言葉の力(英国王、そして天皇陛下のスピーチ)
2011年5月 3日(火) 9:17:40
犬連れで泊まれる温泉宿に家族&犬と来ていて、更新は一日お休みしたけど(この旅行についてはまた書きます)、前々回、前回に続き、「言葉の力」をもうひとつ。
ちょっと前に見た映画「英国王のスピーチ」。
まぁアカデミー賞作品賞を獲った作品なので観た方も多いと思うし、いまごろ感想を書いてもなぁとは思うが、ちょっとだけ。
この作品、いろんな要素が入っていて実に面白い。
英国王室の内情や戦争裏話なども興味深いが、なんといっても、英国王自身の吃音というハンデ、幼き日の虐待、父子の関係、兄弟の関係、そして史上最強の敵であり演説の大天才であるヒトラーと吃音の自分が演説で闘わなければならないという運命。そこに夫婦愛や家族愛、そしてローグとの一筋縄ではいかない友情などが複層的に重なり合って、ラストの「自分自身との闘い」に収束していく。

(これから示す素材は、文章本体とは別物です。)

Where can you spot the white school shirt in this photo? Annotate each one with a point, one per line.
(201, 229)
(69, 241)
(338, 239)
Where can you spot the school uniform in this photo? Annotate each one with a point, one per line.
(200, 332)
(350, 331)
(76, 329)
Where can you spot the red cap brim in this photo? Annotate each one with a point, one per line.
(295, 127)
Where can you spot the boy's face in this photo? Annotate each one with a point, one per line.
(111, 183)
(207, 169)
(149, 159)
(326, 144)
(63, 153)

彼は、言葉の力で、国民を一致団結させないといけなかった。
史上最強の演説の大天才ヒトラーに対抗する演説をしないといけなかった。
でも、彼は演説をちゃんと読むことすらできない。
しかも「国王の責任」に思いを馳せるとき、必ず偉大な父(虐待した父)への思いとプレッシャーがちらついてくる。そして職務を投げ出した兄に対する理不尽な思い(被害者意識)、やるべきことをきちんとしなければいけないという自分の中の真面目さなどとも闘わなければいけない。そして国王の孤独。誰もが笑顔を向けるが、助けてくれる人は誰一人いない…。

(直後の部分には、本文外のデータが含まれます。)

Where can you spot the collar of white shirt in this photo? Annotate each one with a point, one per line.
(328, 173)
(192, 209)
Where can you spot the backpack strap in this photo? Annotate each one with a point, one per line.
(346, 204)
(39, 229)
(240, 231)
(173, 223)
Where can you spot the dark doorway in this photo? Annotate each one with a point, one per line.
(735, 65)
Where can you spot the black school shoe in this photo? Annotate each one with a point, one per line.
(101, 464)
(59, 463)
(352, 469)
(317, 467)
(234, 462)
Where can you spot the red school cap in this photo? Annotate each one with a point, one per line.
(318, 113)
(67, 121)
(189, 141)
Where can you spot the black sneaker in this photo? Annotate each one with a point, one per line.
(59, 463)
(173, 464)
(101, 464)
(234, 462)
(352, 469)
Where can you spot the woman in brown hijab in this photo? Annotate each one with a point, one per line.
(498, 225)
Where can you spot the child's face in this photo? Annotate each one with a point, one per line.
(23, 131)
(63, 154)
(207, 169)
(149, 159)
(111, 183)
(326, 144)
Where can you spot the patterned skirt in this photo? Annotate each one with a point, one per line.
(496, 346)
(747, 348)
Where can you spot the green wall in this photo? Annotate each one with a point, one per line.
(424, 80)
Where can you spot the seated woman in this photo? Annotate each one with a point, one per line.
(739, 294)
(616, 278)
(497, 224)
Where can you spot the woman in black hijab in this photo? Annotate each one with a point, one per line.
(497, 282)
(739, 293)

この映画は、これらを丁寧に描きつつ、ラストのスピーチへ、ストレスを強く静かに上げていく。
ラストはほとんど嗚咽してしまったよw
偶然ではあるが、英国の国難を描いたこの映画と、日本の国難が重なった。
ピンチにおいて言葉がいかに力を持つか、この映画は教えてくれる。みな、「言葉」を胸に、苦難に耐えていく。

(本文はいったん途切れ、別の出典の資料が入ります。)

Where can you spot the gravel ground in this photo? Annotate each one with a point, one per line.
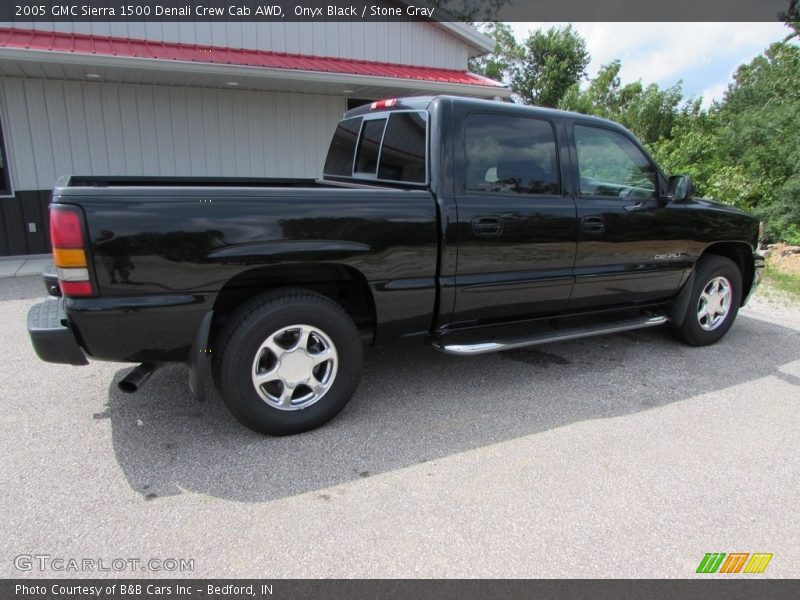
(617, 456)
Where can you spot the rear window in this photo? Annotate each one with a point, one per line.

上手くなくていい。昂揚しなくていい。シンプルでいい。でも、心からの言葉が、必要だ。
ナショナルジオグラフィックがまとめた東日本大震災の映像(実によくまとめてある。迫真の映像が多すぎて見ると恐ろしくなる。でも必見!)のラストのラストに天皇陛下のスピーチが出てくる。
抑揚もなく煽りもない、紙に書かれた文章をゆっくりと読むだけのシンプルなスピーチではあるが、心にまっすぐに届いてくる。
被災者は励まされ、被災者以外の人の心を落ち着かせてくれる。
それは、心からの言葉である、と、我々がみな感じられるからだろう。